There's been all manner of debate going at the New York Times these past few weeks (see here, and here, and most recently here--this thing just will not die, it seems) about "cultural vegetables" and movies that some people complain are "slow and boring" and so forth. I like to think of myself as having catholic film-viewing tastes; I'm a life-long horror fan, but Sofia Coppola's Somewhere, a film that apparently bored the hell out of a lot of people (see here), was also one of my favorites of last year. (My boyfriend joked that Coppola's next movie will be about two people sitting in a room not speaking. Clearly I need to make him watch some Chantal Akerman.)

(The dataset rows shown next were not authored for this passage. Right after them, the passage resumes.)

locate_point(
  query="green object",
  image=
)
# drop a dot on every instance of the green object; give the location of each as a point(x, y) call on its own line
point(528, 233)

And that brings us to today's film. All of this discussion of "slow and boring" movies coincides nicely with the latest entry in my chronological film-viewing project, in which I screen at least one new-to-me film from every year. Chantal Akerman's Je Tu Il Elle (1975) is a nice, modest entree into slow-and-boring cinema. It's only 85 minutes, so it's not as daunting as Akerman's three-hour minimalist epic Jeanne Dielman (in which the title character famously peels potatoes and makes meatloaf on-screen in real time), but it still has plenty of long takes and silence and general "inactivity." (It also sports one of the most prolonged lesbian sex scenes outside of hardcore porn.)
The first twenty minutes are rough going. A woman (played by Akerman) sits silently in a room; she looks out of the window; she writes on some pieces of paper and spreads them out on the floor; etc. At first I was fidgety and anxious, but gradually I settled in to the film and stopped fighting it. I began to let myself live in real time along with the woman on the screen. I started paying attention to the infinite gradations of light and shadow that fall across her body, the seemingly imperceptible shifts in expression that play on her face. Watching a film like this requires slowing down the part of your brain that has gotten used to the immediate gratification of plot-driven films and shifting into a more meditative head-space. The pleasures of this kind of movie are different from those afforded by Hollywood cinema, but they're there nonetheless--if you're willing to spend time looking for them.
Things also get infinitely more compelling at the thirty-minute mark, when we're suddenly confronted with a second character--a truck driver with whom the main character hitchhikes. The film is still remarkably spare by most standards, but the small details Akerman gives us are suggestive and quietly fascinating; his nine-minute-long monologue, from which the screen-grab above is taken, is extraordinary. Like a modernist novel, Akerman's film speaks volumes, but it does so through ambiguity and indirection, absences and silences. Akerman's films make us aware of what we're used to seeing when we watch movies and the discomfort we feel when those things are taken away.